Grund dafür, dass er im väterlichen Betrieb nichts werden konnte, ist einem Scheiben von Daniel Raßmann an die Gemeinde Aßlar (11.2.1859) zu entnehmen, in dem er schreibt: „er habe viel Kreuz getragen“. Im vorigen Herbst sei seine Frau gestorben und er habe viel Kummer wegen seines Sohnes Theodor, der ihn kürzlich misshandelt habe und den er aus dem Hau verwiesen habe. Auch des Diebstahls wurde Theodor beschuldigt.
Der dritte Sohn, Wilhelm Raßmann, erlernte ebenfalls das Orgelbauerhandwerk und war 1857 bei Förster in Lich angestellt. Nachrichten über seine Tätigkeit sind nicht bekannt.
 

 
Die Orgel in Westerburg (Gustav Raßmann 1889 II/P/16) 

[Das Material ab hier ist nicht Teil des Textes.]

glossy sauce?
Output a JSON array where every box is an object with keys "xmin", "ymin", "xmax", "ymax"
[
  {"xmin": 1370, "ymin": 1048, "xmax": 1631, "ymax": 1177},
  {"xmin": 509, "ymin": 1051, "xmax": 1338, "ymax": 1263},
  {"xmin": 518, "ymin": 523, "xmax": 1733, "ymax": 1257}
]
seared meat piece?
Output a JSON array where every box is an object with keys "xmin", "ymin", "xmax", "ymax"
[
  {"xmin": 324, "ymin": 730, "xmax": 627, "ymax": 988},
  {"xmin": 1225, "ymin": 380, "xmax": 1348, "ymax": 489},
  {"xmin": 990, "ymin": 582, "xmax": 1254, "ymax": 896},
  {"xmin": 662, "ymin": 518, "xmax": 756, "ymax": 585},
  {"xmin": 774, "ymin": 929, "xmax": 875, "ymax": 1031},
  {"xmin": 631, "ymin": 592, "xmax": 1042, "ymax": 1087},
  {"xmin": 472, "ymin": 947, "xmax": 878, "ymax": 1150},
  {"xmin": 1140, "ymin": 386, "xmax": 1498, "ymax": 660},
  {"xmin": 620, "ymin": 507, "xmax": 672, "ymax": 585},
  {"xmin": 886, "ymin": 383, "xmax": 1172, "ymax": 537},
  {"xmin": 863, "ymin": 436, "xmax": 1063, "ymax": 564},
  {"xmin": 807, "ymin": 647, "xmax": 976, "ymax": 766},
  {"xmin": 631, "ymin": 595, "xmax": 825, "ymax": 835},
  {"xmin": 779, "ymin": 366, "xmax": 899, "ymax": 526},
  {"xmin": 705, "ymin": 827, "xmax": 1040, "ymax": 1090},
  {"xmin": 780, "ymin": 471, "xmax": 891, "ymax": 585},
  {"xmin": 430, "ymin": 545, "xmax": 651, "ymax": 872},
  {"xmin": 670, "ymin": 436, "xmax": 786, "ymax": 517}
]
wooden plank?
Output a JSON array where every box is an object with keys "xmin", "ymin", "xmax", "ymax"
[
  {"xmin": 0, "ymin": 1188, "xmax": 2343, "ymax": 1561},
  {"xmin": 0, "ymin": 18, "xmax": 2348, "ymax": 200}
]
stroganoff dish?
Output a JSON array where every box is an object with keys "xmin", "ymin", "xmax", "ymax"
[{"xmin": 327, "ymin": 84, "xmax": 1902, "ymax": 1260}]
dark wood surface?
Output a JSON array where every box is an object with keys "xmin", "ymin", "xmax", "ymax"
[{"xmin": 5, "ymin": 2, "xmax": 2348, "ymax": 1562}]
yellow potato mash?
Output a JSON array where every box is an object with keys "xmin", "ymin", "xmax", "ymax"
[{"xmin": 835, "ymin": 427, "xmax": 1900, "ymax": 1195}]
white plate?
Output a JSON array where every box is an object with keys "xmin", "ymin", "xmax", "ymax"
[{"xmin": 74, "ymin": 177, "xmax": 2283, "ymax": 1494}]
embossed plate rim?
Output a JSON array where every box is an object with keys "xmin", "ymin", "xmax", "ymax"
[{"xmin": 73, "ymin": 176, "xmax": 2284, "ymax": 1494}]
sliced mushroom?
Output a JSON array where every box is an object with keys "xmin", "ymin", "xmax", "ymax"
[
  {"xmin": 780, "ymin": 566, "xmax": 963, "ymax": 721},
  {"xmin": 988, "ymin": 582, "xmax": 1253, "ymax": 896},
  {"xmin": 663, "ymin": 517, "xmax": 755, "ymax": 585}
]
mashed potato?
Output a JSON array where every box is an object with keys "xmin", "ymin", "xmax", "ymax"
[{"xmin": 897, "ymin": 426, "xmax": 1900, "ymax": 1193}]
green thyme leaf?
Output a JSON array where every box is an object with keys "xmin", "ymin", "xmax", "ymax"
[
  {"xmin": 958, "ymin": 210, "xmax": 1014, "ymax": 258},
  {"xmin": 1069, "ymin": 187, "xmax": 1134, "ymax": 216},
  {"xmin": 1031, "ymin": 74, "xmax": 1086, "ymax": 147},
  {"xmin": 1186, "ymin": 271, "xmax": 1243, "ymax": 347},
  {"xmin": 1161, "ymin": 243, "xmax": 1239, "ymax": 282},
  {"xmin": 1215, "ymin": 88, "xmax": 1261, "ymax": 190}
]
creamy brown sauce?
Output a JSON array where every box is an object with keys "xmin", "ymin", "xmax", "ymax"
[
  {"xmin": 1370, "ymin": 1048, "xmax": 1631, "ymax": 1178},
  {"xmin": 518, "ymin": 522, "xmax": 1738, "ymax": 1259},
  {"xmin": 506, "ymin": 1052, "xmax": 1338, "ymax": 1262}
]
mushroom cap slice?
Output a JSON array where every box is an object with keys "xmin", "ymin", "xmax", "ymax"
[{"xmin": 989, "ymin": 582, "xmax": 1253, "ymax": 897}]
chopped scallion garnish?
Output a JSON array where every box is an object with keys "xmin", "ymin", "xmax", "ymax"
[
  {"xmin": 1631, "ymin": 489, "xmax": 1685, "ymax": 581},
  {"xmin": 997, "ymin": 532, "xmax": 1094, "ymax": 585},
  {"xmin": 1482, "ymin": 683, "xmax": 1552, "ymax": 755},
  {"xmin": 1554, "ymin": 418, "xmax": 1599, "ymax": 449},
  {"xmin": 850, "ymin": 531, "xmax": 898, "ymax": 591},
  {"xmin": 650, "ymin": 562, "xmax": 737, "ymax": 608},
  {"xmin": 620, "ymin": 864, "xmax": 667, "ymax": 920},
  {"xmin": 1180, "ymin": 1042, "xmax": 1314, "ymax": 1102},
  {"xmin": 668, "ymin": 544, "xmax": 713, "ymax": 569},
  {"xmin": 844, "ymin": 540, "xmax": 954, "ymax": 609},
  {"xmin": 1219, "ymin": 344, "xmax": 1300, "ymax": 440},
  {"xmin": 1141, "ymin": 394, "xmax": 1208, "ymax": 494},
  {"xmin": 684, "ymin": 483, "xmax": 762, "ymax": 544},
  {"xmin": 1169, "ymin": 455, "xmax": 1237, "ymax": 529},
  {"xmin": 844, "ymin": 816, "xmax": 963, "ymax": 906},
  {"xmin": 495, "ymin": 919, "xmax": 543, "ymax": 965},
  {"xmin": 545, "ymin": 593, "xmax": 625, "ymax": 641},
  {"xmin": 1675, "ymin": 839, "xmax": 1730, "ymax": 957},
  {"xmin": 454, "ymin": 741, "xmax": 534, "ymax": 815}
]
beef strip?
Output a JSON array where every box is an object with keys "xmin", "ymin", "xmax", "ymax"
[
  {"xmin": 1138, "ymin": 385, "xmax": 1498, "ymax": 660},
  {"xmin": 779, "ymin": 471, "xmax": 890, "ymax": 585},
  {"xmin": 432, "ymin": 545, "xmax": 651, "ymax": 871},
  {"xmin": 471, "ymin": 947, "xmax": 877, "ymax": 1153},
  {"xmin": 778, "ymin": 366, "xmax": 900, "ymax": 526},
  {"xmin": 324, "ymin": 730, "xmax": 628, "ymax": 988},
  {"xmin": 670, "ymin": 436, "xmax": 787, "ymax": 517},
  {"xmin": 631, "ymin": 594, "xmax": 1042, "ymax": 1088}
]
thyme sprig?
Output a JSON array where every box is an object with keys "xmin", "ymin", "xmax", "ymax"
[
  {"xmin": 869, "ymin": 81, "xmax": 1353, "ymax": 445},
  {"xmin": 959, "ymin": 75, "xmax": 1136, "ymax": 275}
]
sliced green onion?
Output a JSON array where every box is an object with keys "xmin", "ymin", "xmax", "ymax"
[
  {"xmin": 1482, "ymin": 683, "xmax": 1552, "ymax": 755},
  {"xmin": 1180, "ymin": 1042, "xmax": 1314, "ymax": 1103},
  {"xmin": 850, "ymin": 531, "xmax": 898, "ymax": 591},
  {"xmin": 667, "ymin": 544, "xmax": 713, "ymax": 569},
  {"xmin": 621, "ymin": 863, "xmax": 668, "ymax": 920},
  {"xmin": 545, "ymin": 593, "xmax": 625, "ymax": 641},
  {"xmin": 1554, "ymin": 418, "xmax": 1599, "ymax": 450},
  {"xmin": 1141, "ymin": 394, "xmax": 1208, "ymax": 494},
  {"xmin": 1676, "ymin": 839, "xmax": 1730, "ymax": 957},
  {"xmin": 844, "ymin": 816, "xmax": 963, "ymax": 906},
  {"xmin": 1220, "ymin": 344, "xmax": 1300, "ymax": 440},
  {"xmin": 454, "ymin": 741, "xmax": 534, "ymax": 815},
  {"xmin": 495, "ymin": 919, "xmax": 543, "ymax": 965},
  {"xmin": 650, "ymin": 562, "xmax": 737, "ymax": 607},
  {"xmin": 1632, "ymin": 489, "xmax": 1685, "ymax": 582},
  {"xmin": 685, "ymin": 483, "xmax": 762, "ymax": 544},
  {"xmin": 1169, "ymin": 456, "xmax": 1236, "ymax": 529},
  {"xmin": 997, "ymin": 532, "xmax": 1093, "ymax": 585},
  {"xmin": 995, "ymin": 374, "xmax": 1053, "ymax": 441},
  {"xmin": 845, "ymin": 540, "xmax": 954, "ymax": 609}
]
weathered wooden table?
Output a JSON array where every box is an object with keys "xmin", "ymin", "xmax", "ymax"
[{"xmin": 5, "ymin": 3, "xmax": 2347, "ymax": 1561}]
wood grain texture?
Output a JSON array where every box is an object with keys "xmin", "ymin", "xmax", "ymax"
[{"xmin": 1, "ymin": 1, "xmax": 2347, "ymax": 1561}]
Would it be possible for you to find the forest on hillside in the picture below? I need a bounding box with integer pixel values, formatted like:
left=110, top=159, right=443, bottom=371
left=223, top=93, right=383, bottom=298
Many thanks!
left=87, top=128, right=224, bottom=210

Alter Briefkopf von Wilhelm Raßmann aus dem Jahre 1924

Ein weiterer Orgelbauer mit Namen
Wilhelm Raßmann (1861-1942) war der Sohn von Theodor Christian. Er setzte sich aber schon 1881 nach Amerika ab. Nach den Kriegsjahren des 1. Weltkrieges kehrte er nach Deutschland zurück, machte sich ebenfalls in Möttau selbständig, und warb als Nachfolger von Gustav Raßmann um Aufträge. Dies wurde ihm gerichtlich untersagt, da Gustav Raßmann bereits 1896 seinen Betrieb an seinen ersten Gesellen August Hardt (1861-1946) verkauft hatte, der sich verpflichtete, den Namen Raßmann bis zu dessen Tod 1906 weiterzuführen.
 
Danach werden nur noch wenige neue Orgeln gebaut. Man spezialisierte sich auf Reparaturen und Wartungen, wobei Neubauaufträge der Firma Steinmeyer in Oettingen überlassen wurden.
Sein Sohn Alfred Hardt (1900-1960) setzte ab 1930, nachdem er mehrere Jahre bei der Firma Steinmeyer gearbeitet und sich dort auf den Spieltischbau spezialisiert hatte, die Orgelbautradition in Möttau fort. Fehlende Werkstatträume und das Fehlen der notwendigen Maschinen schließen zunächst den Neubau von Orgeln aus – moderne Techniken im Orgelbau erfordern eine entsprechende Werkstatteinrichtung. Erst ab 1938 sind wieder Neubauten nachweisbar. 
Der große Umbruch findet statt unter
Günter Hardt (*1933). Er schafft mit neuen Werkstatträumen und entsprechender Ausstattung den Rahmen, um im ererbten Arbeitsgebiet (Taunus, Westerwald, Frankfurt) konkurrenzfähig zu sein. Um- und Neubauten übertragen den Typ der „Dorforgel“ in den Stil dieser Zeit und erreichen als opus magnum eine Größe von 29 Registern (Usingen 1972). Daneben spielt die Pflege älterer Instrumente eine erhebliche Rolle, wobei die Entwicklung des Kenntnisstandes in der Denkmalpflege allmählich Boden gewinnt.
 

Das Firmengelände in der Hessenstraße 11 im Weilmünsterer Ortsteil Möttau in einer alten Ansicht (c) Repro Markus Hilt aus altem Luftbild
 
Mit der Übergabe an die 4. Generation,
Uwe Hardt (*1964) wird dieser Arbeitsbereich verstärkt. Als Beispiele für anerkannte Restaurierungen und Sanierungen sind zu nennen: Oberliederbach (Friedr. Voigt 1833, I/14), Höhr-Grenzhausen (G. Raßmann 1861 II/13), Niedertiefenbach bei Nassau (Joh. Wilh. Schöler 1752 I/11), Puderbach (Meyer 1887 II/20).
 
Mit einer kleinen Mannschaft werden heute viele der Anforderungen an einen neuzeitlichen Betrieb erfüllt. Ein reicher Bestand an Pflegeverträgen bindet die Werkstatt an den landschaftstypischen Orgelbau. Darin gewinnt sie zugleich den Anschluss an die aktuellen Anforderungen: denkmalgerechter Restaurierungen, qualitäts-steigernde Sanierung von Orgeln der 50-70er Jahre, Klein- und Truhenorgeln, Entwicklungen in elektronischen Spielhilfen und Neubauten mit differenzierter Klanggestalt.